Ms. ALSOP: I mean it's, the story is just horrifying. Because the doctors felt that his wife, Clara, should not visit him, that it upset him too much. So she was forbidden to go to the institution whereas the young Brahms would be there almost daily. And we haven't even talked about the fact that in addition to Clara being this formidable virtuoso, concert pianist, she traveled the world, she made a living, and she also had ten children in the meantime, you know, p.s. on the side. And seven of them survived.
So Clara, I mean can you imagine how heartbroken - I mean, she adored Robert, and believed in him 100 percent. So, there's a thought nowadays that Schumann was basically starving himself to death. I mean he was in utter agony, being separated and isolated as he was. And Clara went to visit him just a day or two before he died. And he probably was so happy in that moment that he might have eaten, and that might have resulted in his death.
SIMON: Yeah. Did Schumann go through periods of greater and lesser interest?
Ms. ALSOP: I have to say in my lifetime I can't recall a real focus on Robert Schumann's orchestral music. His piano music is quite popular, but you know the reason why? Because when he died, Clara Schumann went on for 40 more years of concertizing, and she promoted his music throughout the world. But he didn't have a conductor to do the same.
SIMON: Hey, you can't marry the whole symphony.
Ms. ALSOP: Right, exactly.
SIMON: Let me ask you about the third movement. What do you hear?
Ms.
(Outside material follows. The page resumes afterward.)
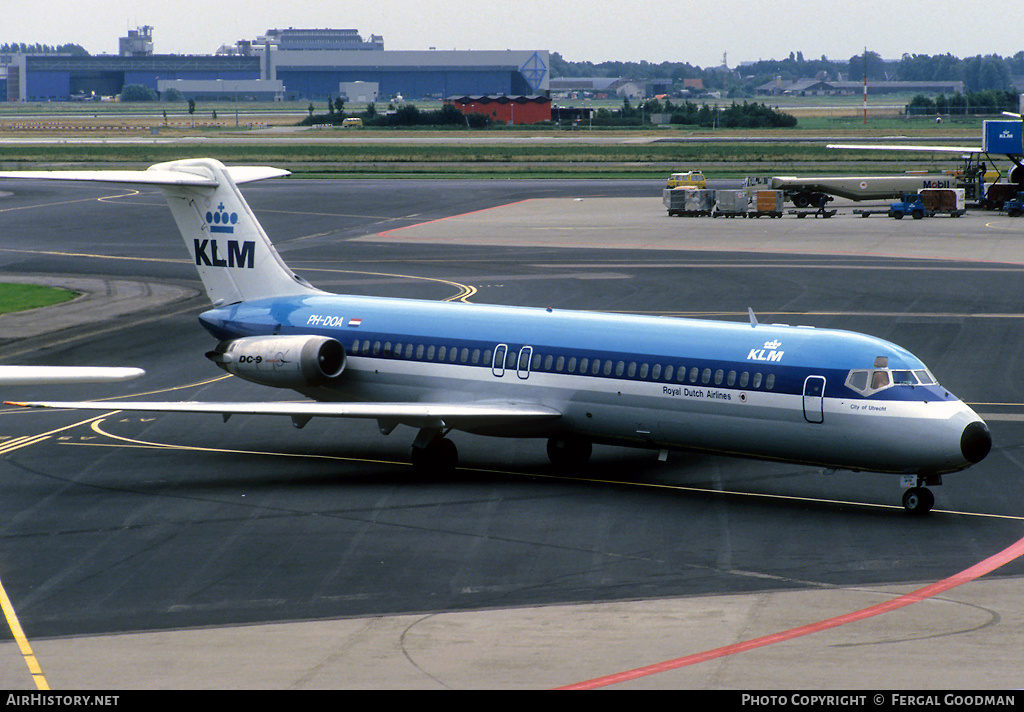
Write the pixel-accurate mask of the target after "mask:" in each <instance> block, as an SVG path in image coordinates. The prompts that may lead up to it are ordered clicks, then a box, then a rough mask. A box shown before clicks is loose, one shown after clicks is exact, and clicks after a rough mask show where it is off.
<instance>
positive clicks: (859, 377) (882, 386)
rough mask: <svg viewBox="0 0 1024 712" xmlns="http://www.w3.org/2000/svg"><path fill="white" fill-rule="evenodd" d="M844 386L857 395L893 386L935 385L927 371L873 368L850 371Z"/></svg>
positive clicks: (880, 389) (932, 376) (933, 379)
ALSOP: Well, the people that know Schumann's music probably know it for these beautiful songs he wrote and melodies. And this opening of the third movement, to me, it's just all about his love for Clara. I mean it's so beautiful and so emotional and romantic.
(Soundbite of Schumann's "Second Symphony")
Ms. ALSOP: Beautiful, isn't it?
SIMON: Yes.
Ms. ALSOP: So plaintive and yearning. And what's fascinating to me is that the way he wraps all of this together to close the symphony out. He brings that motto that we heard at the very opening in the brass. He brings it back, but now it's triumphant. And this is a symphony about his life, telling his listeners I have struggled and I have overcome.
SIMON: Marin, thanks so much.
Ms. ALSOP: Oh, a pleasure to be with you, as always. Thanks. Marin Alsop, musical director of the Baltimore Symphony Orchestra.
(Soundbite of Schumann's "Second Symphony")
SIMON: You can hear a whole performance of Schumann's Second Symphony and read Marin's essay on the music section of npr.org. This is Weekend Edition from NPR News. I'm Scott Simon.